Así, vistas ambas dimensiones, cabe plantearse cuál prevalece en este aparente conflicto. Edmund Burke, en su Indagación, alegará que el punto máximo de lo sublime en el  discurso se logra mediante la poesía, constituyendo el modelo por antonomasia que permite la transmisión, más que de imágenes y de conocimientos, de sensaciones y emociones.
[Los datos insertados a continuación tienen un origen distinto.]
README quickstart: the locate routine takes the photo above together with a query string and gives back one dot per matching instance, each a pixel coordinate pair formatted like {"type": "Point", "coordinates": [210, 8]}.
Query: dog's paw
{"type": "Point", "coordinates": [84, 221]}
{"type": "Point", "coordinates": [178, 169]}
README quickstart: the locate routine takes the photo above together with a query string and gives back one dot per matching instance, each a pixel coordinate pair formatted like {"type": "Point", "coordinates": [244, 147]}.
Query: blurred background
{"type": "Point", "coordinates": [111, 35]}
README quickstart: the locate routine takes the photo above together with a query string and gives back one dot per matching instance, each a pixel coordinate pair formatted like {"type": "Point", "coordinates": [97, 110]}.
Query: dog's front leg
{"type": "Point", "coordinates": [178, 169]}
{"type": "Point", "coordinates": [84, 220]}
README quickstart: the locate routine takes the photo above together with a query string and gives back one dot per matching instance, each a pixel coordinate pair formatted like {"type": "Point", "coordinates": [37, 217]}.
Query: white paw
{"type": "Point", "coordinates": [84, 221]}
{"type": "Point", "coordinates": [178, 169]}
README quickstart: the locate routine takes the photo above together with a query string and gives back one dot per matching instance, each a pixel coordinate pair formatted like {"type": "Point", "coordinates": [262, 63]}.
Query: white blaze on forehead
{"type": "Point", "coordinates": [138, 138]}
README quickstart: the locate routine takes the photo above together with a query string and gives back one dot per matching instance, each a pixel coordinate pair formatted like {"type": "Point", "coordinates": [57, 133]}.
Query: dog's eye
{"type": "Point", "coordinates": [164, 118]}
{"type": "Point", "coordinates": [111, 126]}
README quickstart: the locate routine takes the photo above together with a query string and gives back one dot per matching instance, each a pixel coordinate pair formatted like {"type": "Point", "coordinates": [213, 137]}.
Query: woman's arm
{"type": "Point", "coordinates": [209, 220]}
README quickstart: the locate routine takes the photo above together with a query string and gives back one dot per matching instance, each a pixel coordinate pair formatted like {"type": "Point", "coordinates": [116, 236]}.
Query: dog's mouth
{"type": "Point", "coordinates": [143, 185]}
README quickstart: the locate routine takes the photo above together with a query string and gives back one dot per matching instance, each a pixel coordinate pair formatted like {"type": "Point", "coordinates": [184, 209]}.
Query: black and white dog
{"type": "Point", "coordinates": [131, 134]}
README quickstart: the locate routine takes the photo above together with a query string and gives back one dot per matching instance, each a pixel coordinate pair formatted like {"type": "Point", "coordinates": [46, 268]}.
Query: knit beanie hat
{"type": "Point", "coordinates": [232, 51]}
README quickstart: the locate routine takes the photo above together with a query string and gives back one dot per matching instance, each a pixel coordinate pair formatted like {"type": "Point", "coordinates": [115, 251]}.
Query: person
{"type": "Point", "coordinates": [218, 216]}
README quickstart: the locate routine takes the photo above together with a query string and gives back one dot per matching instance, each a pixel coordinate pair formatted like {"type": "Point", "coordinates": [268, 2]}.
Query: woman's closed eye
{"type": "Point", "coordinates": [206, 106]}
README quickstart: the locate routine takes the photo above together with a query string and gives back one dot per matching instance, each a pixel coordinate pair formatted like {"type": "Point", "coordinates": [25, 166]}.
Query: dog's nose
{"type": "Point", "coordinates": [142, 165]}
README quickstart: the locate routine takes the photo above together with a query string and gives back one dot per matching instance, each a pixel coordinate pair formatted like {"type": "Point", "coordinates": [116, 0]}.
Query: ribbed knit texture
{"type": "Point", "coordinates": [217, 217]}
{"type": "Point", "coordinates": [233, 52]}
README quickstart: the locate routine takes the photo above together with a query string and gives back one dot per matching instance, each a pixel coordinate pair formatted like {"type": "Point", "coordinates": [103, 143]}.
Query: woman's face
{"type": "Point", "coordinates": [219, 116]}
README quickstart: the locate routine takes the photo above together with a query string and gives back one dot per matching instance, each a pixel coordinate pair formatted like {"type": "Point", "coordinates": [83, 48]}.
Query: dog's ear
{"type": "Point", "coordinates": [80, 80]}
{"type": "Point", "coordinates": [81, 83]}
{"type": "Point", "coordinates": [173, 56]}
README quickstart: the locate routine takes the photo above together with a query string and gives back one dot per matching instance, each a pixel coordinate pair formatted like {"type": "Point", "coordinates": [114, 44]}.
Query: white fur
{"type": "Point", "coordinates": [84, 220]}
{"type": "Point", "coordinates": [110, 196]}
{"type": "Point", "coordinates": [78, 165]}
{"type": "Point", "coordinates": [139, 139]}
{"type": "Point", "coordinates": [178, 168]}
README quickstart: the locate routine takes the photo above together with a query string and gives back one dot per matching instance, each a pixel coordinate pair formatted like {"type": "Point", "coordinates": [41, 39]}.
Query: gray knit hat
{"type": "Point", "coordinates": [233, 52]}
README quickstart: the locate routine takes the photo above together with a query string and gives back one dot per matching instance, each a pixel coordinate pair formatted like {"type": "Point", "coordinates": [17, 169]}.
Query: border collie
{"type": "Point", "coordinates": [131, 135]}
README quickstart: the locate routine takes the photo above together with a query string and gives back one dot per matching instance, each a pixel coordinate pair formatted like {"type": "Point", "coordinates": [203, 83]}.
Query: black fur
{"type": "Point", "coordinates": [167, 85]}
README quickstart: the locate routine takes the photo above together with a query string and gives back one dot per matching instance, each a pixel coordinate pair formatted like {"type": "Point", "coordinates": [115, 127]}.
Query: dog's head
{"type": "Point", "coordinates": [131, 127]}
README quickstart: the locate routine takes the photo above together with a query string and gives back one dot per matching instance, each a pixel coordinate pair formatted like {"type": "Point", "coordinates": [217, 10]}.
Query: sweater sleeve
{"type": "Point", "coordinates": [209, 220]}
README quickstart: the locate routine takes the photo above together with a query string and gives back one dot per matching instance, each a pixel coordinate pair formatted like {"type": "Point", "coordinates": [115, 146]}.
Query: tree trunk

De dicho modo, un orador sublime será quien pueda, mediante el uso de la  palabra, comunicar sus sentires de forma que el público pueda experimentarlos de igual  forma, que sea capaz de trasladar al receptor del discurso a su imaginario, que pueda  transmitir ideas abstractas que, con el significado puramente denotativo de las palabras no podrían compartirse. En un sentido totalmente opuesto se sitúa la racionalidad de Spinoza, quien, de forma menos enrevesada, clarifica que la transmisión de conocimiento  deberá ser siempre racional para ser efectiva y verdadera, y que el discurso, aun sin usar dicho término, como herramienta de transmisión de conocimiento, deberá compartir estas características. Así, Spinoza discreparía con la emocionalidad de los discursos de los  movimientos sociales, por ejemplo, alegando que para compartir y difundir una cierta idea es esencial que ésta se base en criterios objetivos y no emocionales.  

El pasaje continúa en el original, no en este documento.